There's a magnetic type of energy that seems to surround my dad's shop, attracting swarms of curious visitors each week. They bring treats for my dad, ask questions about production, and always want to help with some aspect of guitar building. While I typically enjoy the excitement that visitors tend to bring, it is nice just to have some time to have the shop to myself to focus solely on my work. Most of you know that my dad works until well past midnight every day, so when I am there I make sure to get up early enough in the morning to have several hours to work on my own. I always take time to enjoy the silence before the storm, as I like to think of it.
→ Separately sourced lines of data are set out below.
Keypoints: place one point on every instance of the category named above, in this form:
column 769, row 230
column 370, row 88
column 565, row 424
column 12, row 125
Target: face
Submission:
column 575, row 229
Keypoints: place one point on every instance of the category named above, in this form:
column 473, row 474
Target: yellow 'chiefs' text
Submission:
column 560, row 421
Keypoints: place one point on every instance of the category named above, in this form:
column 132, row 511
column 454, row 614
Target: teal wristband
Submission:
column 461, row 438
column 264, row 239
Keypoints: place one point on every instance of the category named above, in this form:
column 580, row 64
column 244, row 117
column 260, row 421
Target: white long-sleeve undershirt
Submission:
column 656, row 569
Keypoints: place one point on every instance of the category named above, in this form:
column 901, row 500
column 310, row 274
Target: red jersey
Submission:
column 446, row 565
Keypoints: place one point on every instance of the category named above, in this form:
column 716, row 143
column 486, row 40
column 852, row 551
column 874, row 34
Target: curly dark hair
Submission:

I like that it is quiet, unless I am the one making noise, I feel productive and am not stopping production to chat, or move pie and a barrel of cheezy poofs from my workspace.
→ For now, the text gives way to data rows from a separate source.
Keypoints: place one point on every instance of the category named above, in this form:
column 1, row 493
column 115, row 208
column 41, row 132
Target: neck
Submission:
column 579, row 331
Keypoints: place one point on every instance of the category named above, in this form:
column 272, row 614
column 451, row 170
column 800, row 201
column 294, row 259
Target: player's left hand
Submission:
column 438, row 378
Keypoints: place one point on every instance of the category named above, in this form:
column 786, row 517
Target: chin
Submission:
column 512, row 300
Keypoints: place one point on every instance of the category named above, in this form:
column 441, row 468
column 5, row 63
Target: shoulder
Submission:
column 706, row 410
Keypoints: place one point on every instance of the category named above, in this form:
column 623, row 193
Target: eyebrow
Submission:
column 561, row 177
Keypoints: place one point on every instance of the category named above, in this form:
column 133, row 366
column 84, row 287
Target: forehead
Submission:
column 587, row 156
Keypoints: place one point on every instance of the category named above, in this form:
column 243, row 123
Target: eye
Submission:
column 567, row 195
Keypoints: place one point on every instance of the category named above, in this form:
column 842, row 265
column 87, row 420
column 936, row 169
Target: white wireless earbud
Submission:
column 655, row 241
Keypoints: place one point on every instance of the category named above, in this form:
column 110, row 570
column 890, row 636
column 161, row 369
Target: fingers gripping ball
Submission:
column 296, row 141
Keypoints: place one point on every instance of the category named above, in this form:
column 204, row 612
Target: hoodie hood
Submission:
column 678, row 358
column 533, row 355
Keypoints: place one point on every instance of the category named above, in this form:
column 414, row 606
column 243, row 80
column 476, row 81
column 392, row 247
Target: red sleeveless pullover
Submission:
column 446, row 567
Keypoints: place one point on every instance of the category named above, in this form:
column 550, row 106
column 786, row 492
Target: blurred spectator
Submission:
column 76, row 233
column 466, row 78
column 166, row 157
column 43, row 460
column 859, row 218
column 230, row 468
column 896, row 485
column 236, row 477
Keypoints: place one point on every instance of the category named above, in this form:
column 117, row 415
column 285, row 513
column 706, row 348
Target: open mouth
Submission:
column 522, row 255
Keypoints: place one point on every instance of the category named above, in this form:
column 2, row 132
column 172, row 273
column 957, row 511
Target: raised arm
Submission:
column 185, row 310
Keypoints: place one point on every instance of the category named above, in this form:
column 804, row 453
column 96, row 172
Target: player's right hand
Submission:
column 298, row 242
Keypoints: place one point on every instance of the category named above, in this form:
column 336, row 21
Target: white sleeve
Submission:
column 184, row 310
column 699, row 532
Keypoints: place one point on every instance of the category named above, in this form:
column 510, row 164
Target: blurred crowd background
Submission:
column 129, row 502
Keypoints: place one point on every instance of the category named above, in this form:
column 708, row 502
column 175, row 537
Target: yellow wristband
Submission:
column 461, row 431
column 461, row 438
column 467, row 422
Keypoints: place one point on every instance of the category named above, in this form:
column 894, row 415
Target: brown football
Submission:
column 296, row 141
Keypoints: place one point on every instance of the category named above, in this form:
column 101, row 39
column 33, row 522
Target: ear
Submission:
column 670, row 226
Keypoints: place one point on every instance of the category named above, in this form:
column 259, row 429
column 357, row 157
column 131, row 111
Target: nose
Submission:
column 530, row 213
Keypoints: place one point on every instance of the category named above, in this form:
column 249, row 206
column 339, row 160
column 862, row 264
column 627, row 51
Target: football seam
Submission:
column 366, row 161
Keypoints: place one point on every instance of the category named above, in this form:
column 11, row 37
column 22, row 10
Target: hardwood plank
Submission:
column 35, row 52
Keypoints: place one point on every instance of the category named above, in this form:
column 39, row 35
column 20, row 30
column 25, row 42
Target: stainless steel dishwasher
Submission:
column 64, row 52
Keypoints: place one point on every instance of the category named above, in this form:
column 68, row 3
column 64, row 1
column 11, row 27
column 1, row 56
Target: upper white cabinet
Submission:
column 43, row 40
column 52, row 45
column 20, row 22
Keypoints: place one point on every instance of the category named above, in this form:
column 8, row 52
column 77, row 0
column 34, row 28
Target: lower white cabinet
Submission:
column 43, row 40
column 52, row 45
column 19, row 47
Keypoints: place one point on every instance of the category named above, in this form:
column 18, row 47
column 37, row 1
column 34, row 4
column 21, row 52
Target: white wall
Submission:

Working at my house in Asheville is somewhat similar to the silent shop mornings. The only visitors I get are Harper coming to remind me she is bored, maybe a bee wandering up from the woods beyond my deck to see what is happening, or an occasional neighbor. I have been home for the past few weeks and have been cutting pearl, putting together ukuleles, and inlaying fingerboards. Oh and writing blogs :-)
Last week, on my deck, I shaped braces, shaved kerfing, and fitted the top and back onto a soprano ukulele. I am really excited about this particular ukulele because I am making it for a good friend. When it is possible, I like to take time to get to know someone I make an instrument for, at least little bit, because I think that makes the instrument more of a collaboration, and less something I just make. I have found that the best partnerships are when I am given artistic license to make what I know the person will love, adding little touches for them, but keeping the artistry for myself. This mutual trust is sometimes difficult to achieve, so when it happens, as in this case, it is a truly positive and exciting experience.
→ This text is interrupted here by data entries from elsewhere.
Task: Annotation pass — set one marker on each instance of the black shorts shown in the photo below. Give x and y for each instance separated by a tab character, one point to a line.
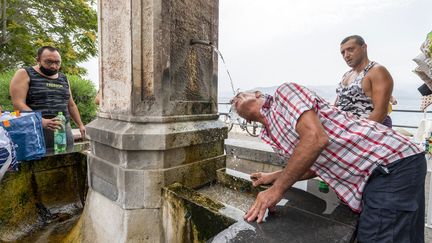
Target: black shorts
394	203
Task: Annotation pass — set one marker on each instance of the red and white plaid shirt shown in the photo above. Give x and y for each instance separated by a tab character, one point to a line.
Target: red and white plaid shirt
357	146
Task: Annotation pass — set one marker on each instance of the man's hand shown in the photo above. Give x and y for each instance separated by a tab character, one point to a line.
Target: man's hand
51	124
265	199
262	178
82	131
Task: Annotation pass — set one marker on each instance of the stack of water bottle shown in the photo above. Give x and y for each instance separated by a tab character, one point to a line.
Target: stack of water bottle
60	135
428	144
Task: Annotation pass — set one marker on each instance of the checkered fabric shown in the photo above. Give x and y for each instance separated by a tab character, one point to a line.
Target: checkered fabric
357	146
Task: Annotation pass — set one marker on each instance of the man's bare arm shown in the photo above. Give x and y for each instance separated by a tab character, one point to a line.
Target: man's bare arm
380	93
313	139
74	113
18	90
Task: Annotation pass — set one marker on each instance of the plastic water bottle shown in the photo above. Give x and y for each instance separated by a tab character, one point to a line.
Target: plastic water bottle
323	187
60	135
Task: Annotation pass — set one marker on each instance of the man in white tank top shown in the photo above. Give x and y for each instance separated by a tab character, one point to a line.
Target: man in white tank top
366	89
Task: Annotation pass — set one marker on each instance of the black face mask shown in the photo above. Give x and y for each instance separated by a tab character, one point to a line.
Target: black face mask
46	71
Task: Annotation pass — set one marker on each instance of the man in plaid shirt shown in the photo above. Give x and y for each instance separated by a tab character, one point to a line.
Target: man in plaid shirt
374	170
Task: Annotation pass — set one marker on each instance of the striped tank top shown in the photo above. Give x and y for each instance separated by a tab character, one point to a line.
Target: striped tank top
352	98
47	95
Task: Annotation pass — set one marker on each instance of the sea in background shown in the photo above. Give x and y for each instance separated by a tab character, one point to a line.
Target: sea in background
408	98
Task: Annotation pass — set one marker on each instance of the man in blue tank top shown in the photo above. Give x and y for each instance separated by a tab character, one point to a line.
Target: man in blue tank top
366	89
44	89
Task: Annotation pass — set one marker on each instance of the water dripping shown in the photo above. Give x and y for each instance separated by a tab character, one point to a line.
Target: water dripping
209	43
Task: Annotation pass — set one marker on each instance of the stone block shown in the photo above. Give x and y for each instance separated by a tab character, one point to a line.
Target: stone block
253	151
103	177
140	188
155	136
195	174
105	221
157	159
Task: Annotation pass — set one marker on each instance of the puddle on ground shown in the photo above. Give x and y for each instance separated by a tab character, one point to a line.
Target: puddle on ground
57	224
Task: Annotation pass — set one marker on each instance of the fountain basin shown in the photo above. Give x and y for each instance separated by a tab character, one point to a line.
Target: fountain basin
44	198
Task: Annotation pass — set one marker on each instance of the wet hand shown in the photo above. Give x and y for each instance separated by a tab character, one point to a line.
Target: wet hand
261	178
51	124
265	200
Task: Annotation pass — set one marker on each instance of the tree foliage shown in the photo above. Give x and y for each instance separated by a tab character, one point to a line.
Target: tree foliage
26	25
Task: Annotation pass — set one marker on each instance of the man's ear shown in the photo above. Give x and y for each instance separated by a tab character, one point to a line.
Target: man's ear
258	94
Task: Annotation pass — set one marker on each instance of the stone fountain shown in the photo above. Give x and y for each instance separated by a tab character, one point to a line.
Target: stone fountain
158	121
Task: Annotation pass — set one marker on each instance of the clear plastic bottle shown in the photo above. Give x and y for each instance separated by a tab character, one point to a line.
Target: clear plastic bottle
60	135
323	187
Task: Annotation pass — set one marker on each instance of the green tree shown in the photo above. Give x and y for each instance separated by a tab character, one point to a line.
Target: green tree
69	25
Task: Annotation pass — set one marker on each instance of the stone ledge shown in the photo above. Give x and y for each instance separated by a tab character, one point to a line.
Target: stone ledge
154	136
135	189
253	151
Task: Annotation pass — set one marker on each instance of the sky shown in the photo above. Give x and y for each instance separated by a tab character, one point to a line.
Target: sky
266	43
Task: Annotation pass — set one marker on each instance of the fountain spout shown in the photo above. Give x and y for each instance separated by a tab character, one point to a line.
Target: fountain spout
201	42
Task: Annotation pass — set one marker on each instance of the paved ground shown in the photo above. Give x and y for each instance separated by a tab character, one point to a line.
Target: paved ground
237	133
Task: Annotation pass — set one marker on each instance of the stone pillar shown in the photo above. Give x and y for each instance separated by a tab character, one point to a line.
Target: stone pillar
157	122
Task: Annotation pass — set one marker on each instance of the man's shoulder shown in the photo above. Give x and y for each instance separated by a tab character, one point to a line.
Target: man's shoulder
377	68
22	73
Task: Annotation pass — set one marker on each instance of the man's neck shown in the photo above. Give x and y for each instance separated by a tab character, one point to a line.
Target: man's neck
39	71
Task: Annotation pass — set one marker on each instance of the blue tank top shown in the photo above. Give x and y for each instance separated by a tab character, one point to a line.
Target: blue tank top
49	96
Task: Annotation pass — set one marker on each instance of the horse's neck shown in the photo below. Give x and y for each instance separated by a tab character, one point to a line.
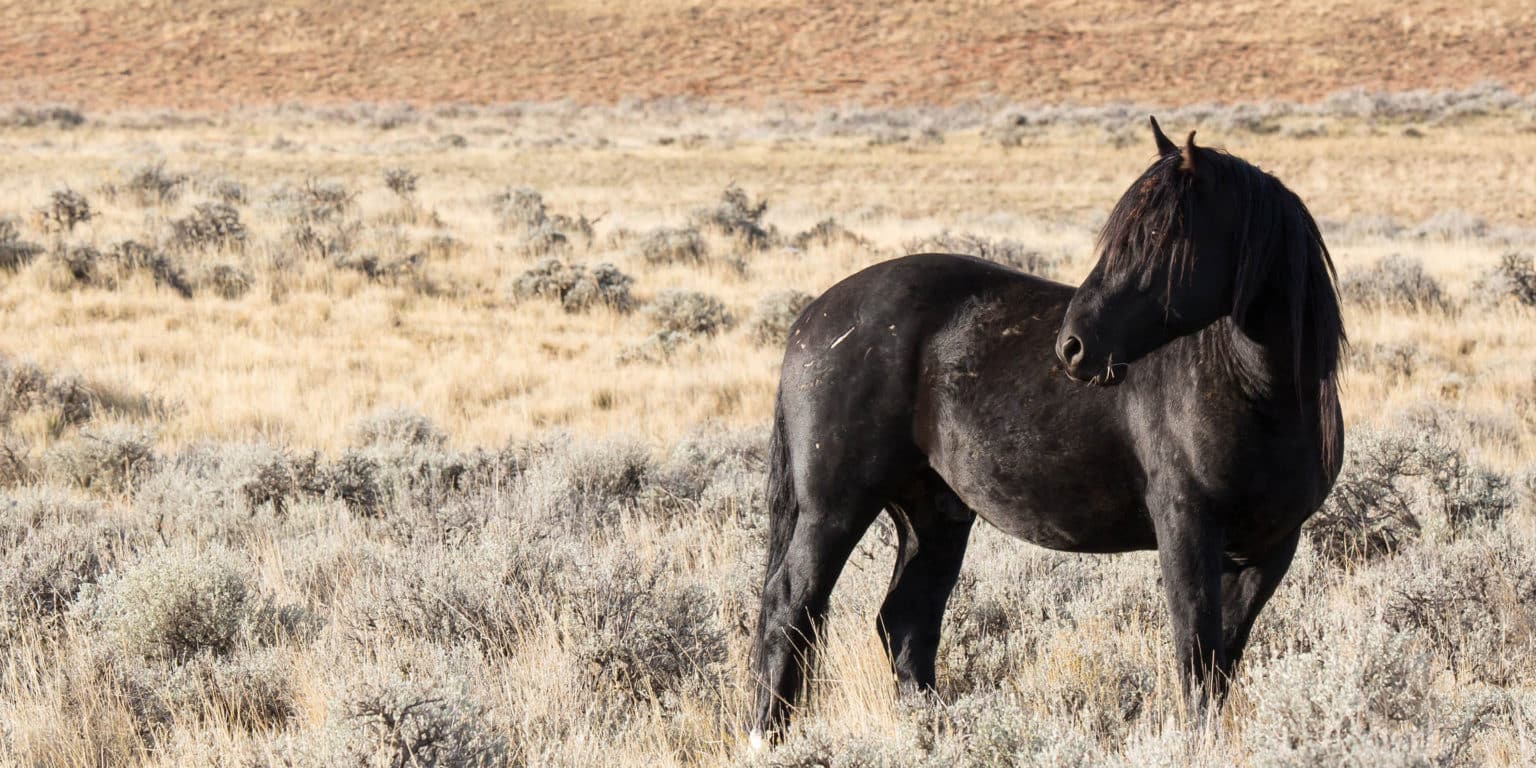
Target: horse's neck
1254	354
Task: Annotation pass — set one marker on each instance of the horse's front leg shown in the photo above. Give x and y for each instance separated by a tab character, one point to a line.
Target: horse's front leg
1189	552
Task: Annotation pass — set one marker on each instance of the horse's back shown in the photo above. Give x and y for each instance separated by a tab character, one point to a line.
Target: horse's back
854	383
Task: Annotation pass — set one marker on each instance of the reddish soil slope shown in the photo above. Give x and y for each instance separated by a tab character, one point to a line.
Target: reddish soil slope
209	54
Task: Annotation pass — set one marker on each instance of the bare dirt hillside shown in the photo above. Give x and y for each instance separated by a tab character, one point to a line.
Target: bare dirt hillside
212	54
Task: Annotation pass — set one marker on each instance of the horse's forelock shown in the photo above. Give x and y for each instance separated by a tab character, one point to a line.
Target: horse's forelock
1278	246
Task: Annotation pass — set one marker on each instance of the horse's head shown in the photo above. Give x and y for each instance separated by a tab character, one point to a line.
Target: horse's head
1158	274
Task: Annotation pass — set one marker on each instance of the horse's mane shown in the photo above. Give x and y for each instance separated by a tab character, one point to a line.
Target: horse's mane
1277	246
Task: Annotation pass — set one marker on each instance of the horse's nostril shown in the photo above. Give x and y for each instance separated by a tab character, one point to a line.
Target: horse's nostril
1071	349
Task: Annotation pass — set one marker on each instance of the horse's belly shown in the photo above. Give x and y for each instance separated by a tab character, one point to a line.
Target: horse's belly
1068	512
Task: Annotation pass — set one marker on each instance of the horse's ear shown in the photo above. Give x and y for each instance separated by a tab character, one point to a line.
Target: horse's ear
1163	145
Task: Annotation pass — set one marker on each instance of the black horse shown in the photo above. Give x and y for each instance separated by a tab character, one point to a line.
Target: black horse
942	387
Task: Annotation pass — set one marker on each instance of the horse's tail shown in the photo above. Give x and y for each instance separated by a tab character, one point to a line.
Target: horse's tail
784	506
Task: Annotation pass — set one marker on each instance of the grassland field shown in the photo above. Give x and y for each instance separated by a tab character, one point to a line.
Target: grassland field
435	436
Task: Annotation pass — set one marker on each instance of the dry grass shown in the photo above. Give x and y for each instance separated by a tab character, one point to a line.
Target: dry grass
585	598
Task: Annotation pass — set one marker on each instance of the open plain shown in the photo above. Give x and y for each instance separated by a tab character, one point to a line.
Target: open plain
427	433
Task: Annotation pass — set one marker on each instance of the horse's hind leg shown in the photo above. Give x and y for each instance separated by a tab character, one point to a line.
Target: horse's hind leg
933	526
796	596
1244	590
|Signed uderside of soprano top for my friend Kyler.|
The koa for this ukulele is a piece left over from my #16 guitar. I am so glad I was able to use it because that piece of wood is more special than most, with curls radiating out like sun rays through the grain. I am a firm believer in wasting as little materials as possible, this incredible wood especially, and sopranos allow for that more willingly than larger instruments which I enjoy.
|Kyler's initials, inlaid in the|
headstock of his ukulele.
While I miss working with my dad, and having his vast guitar knowledge and building expertise just feet away, it has been great to get to work on my instruments on my own time, then go for a run with Harper at the Biltmore Estate every day. Once we run past the lines of people on Segways winding their way down the paths surrounding the winery, we are generally alone to enjoy the scenery and history of the property. The only thing missing is a visitor or two to perk up a lonely afternoon. Will you come visit me in Asheville when (someday) I have my very own shop here? I sure hope you will.